Ad Limina visit of the bishops of Gabon: evangelise the customs and socio-political realities of your country
Vatican City, 18 April 2015 (VIS) – “In this jubilee year that commemorates several events in the life of the Church in Gabon, including the 170th anniversary of her foundation, I wish to greet and encourage your priests, men and women religious and other pastoral agents who collaborate with you, as well as the lay faithful of your dioceses, whom I join in prayer and thanksgiving”, writes the Holy Father in the discourse he handed this morning to the bishops of the Episcopal Conference of Gabon, at the end of their “ad Limina” visit.
“The courageous missionaries who preached the Gospel in your land, in heroic conditions, and also the first Christians of Gabon, who welcomed the Good News of salvation with a generous heart and bore witness to it, often facing great adversity, are the pioneers of your local Church. Their memory, their zeal and their evangelical witness must never cease to inspire you in your pastoral action, and constitute for the Church of Gabon the source of a renewed commitment to the announcement of the Gospel, as a message of peace, joy and salvation that liberates man from the forces of evil to guide him to the Kingdom of God”.

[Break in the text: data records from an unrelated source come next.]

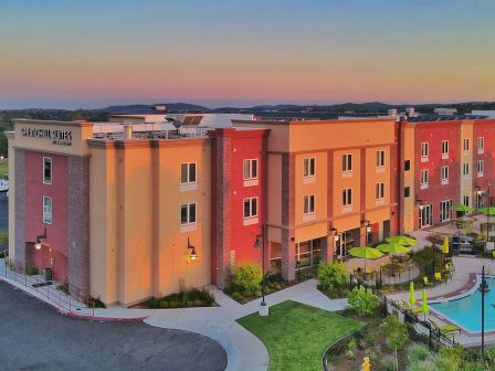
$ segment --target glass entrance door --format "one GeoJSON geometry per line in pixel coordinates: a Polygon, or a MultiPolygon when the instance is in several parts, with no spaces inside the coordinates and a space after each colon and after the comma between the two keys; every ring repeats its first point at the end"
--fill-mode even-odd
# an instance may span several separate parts
{"type": "Polygon", "coordinates": [[[420,229],[433,224],[433,206],[431,204],[423,205],[420,209],[420,229]]]}

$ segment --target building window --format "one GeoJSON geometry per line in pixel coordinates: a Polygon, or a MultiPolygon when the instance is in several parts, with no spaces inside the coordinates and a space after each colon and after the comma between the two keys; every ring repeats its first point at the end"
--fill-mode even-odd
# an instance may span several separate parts
{"type": "Polygon", "coordinates": [[[304,197],[304,213],[310,214],[315,212],[315,195],[308,194],[304,197]]]}
{"type": "Polygon", "coordinates": [[[352,171],[352,155],[343,155],[343,171],[352,171]]]}
{"type": "Polygon", "coordinates": [[[445,222],[451,220],[452,200],[440,202],[440,221],[445,222]]]}
{"type": "Polygon", "coordinates": [[[43,195],[43,223],[52,224],[52,198],[43,195]]]}
{"type": "Polygon", "coordinates": [[[409,171],[411,170],[411,160],[406,160],[404,161],[404,171],[409,171]]]}
{"type": "Polygon", "coordinates": [[[180,165],[180,183],[196,183],[196,162],[185,162],[180,165]]]}
{"type": "Polygon", "coordinates": [[[196,223],[196,202],[180,205],[180,224],[196,223]]]}
{"type": "Polygon", "coordinates": [[[449,140],[442,140],[442,155],[449,155],[449,140]]]}
{"type": "Polygon", "coordinates": [[[304,159],[304,177],[314,177],[316,173],[316,159],[314,157],[304,159]]]}
{"type": "Polygon", "coordinates": [[[442,167],[442,184],[449,182],[449,167],[442,167]]]}
{"type": "Polygon", "coordinates": [[[477,176],[483,177],[485,172],[485,161],[478,160],[477,161],[477,176]]]}
{"type": "Polygon", "coordinates": [[[385,151],[379,150],[377,151],[377,168],[385,167],[385,151]]]}
{"type": "Polygon", "coordinates": [[[485,149],[485,138],[478,137],[477,138],[477,151],[483,152],[484,149],[485,149]]]}
{"type": "Polygon", "coordinates": [[[52,159],[43,157],[43,184],[52,183],[52,159]]]}
{"type": "Polygon", "coordinates": [[[430,155],[430,145],[428,141],[421,144],[421,157],[428,157],[430,155]]]}
{"type": "Polygon", "coordinates": [[[244,180],[257,179],[257,159],[244,160],[244,180]]]}
{"type": "Polygon", "coordinates": [[[244,199],[244,218],[257,216],[257,198],[244,199]]]}
{"type": "Polygon", "coordinates": [[[464,177],[468,177],[470,176],[470,162],[464,162],[462,165],[462,174],[464,177]]]}
{"type": "Polygon", "coordinates": [[[352,189],[346,188],[343,190],[343,206],[349,206],[352,204],[352,189]]]}
{"type": "Polygon", "coordinates": [[[462,203],[464,206],[468,206],[470,205],[470,197],[468,195],[463,195],[462,197],[462,203]]]}
{"type": "Polygon", "coordinates": [[[470,139],[464,139],[463,144],[464,144],[463,146],[464,151],[465,152],[470,151],[470,139]]]}
{"type": "Polygon", "coordinates": [[[421,186],[428,186],[428,170],[421,170],[421,186]]]}
{"type": "Polygon", "coordinates": [[[404,187],[404,199],[407,199],[410,195],[411,195],[411,188],[410,187],[404,187]]]}
{"type": "Polygon", "coordinates": [[[385,199],[385,183],[377,183],[375,197],[377,200],[385,199]]]}

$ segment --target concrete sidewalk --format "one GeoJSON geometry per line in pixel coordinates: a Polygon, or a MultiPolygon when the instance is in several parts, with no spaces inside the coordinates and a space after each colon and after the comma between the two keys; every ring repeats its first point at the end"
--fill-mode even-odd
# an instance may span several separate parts
{"type": "MultiPolygon", "coordinates": [[[[144,320],[146,324],[160,328],[179,329],[204,335],[218,341],[227,351],[228,365],[225,370],[267,370],[268,352],[263,342],[250,331],[245,330],[235,320],[257,311],[261,299],[244,305],[236,303],[214,286],[208,289],[213,294],[219,307],[180,308],[180,309],[129,309],[114,306],[105,309],[87,308],[77,303],[77,307],[67,311],[57,305],[56,299],[50,299],[41,292],[24,285],[22,274],[13,276],[3,274],[4,262],[0,259],[0,279],[3,279],[24,290],[27,294],[53,306],[63,314],[82,317],[89,320],[144,320]]],[[[270,306],[285,300],[294,300],[324,310],[341,310],[347,299],[329,299],[322,294],[315,279],[291,286],[281,292],[267,295],[265,300],[270,306]]],[[[57,295],[64,295],[57,293],[57,295]]],[[[69,296],[66,296],[69,298],[69,296]]]]}

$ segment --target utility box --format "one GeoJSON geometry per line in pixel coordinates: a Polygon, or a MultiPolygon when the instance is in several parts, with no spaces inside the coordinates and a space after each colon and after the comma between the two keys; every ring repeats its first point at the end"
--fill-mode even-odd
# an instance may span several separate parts
{"type": "Polygon", "coordinates": [[[43,268],[43,278],[44,280],[53,279],[53,269],[52,268],[43,268]]]}

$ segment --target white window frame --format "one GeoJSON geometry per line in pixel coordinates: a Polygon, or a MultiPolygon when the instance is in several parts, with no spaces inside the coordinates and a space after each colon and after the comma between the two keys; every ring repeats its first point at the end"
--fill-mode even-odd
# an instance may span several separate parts
{"type": "Polygon", "coordinates": [[[385,150],[377,150],[377,168],[383,168],[386,165],[385,150]]]}
{"type": "Polygon", "coordinates": [[[483,153],[485,151],[485,137],[477,137],[477,152],[483,153]]]}
{"type": "Polygon", "coordinates": [[[484,160],[477,160],[476,169],[477,169],[477,177],[478,178],[484,177],[485,176],[485,161],[484,160]]]}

“To carry out the ministry that has been entrusted to you in each of your dioceses requires you to live in authentic fraternity within your Episcopal Conference”, he continues. “Fraternal collaboration must make it possible to respond better to needs such as the challenges of the Church and to assure, with a collegial spirit, service to the common good all society. In this regard, you have recently taken the initiative of establishing a day of prayer for your country. The Church thus shows that she shares in the concerns of all Gabonese and that the Christian message, far from deterring humanity from building an ever more just and fraternal world, makes doing so a duty. The Centre for Studes for Social Doctrine and Interreligious Dialogue, established in 2011 in Libreville, also shows your concern for evangelising customs and the socio-political realities of your country”.
“The unity of the presbytery with the bishop is an example that gives the faithful the sense of the Church as the family of God. This must be translated in particular into great care to immunise them against the insidious danger of tribal and ethnic discrimination, which are the very negation of the Gospel. This spirit of communion is especially expressed in the fraternal care that you dedicate to the life and the mission of your priests. … The candidates to the priesthood also need … effective accompaniment in the indispensable and complex process of the discernment of vocations. This discernment and the formation of seminarians must be anchored first to the Gospel, and then to the true cultural values of their country, on the sense of honesty, responsibility and the given word. … Men and women religious, who since the founding of the Church in Gabon have displayed extraordinary apostolic zeal in the service of the Gospel, are also entitled to privileged and affectionate attention from you … that may be manifested in constructive dialogue and permanent collaboration at all levels with them, as well as in spiritual closeness and the promotion of different charisms within your dioceses”.
The bishop of Rome encourages the prelates to continue in their efforts to “awaken in the laity the sense of their Christian vocation, and to urge them to develop their charisms in order to put them to the service of the Church and of society. The Church is missionary by nature. … Therefore, the human and Christian formation of the laity is an important way of contributing to the work of the evangelisation and development of the people, always endeavouring to adopt an ‘outbound’ approach towards social peripheries. It is also necessary to present to the young the true face of Christ, their friend and guide, so that they find in Him a solid anchorage to resist ideologies and sects as well as the illusions of a false modernity and the mirage of material wealth”.
“In this regard, it is important to maintain the prestige of Catholic educational institutions in your country, by way of a formation that is increasingly inspired by the spirit of the Gospel. The 2001 Agreement between the Holy See and the Gabonese Republic on the Status of Catholic Education offers valuable support to the local Church, favouring the promotion of each and every person, with a preferential option for the poorest. I encourage you, therefore, not to hesitate in raising your voice to defend the human person and the sacred nature of life”. The Holy Father concludes, “In this time of preparation for the upcoming Synod of Bishops on the family, I invite you to pray and to ask for prayer for a good outcome, to better serve all families”.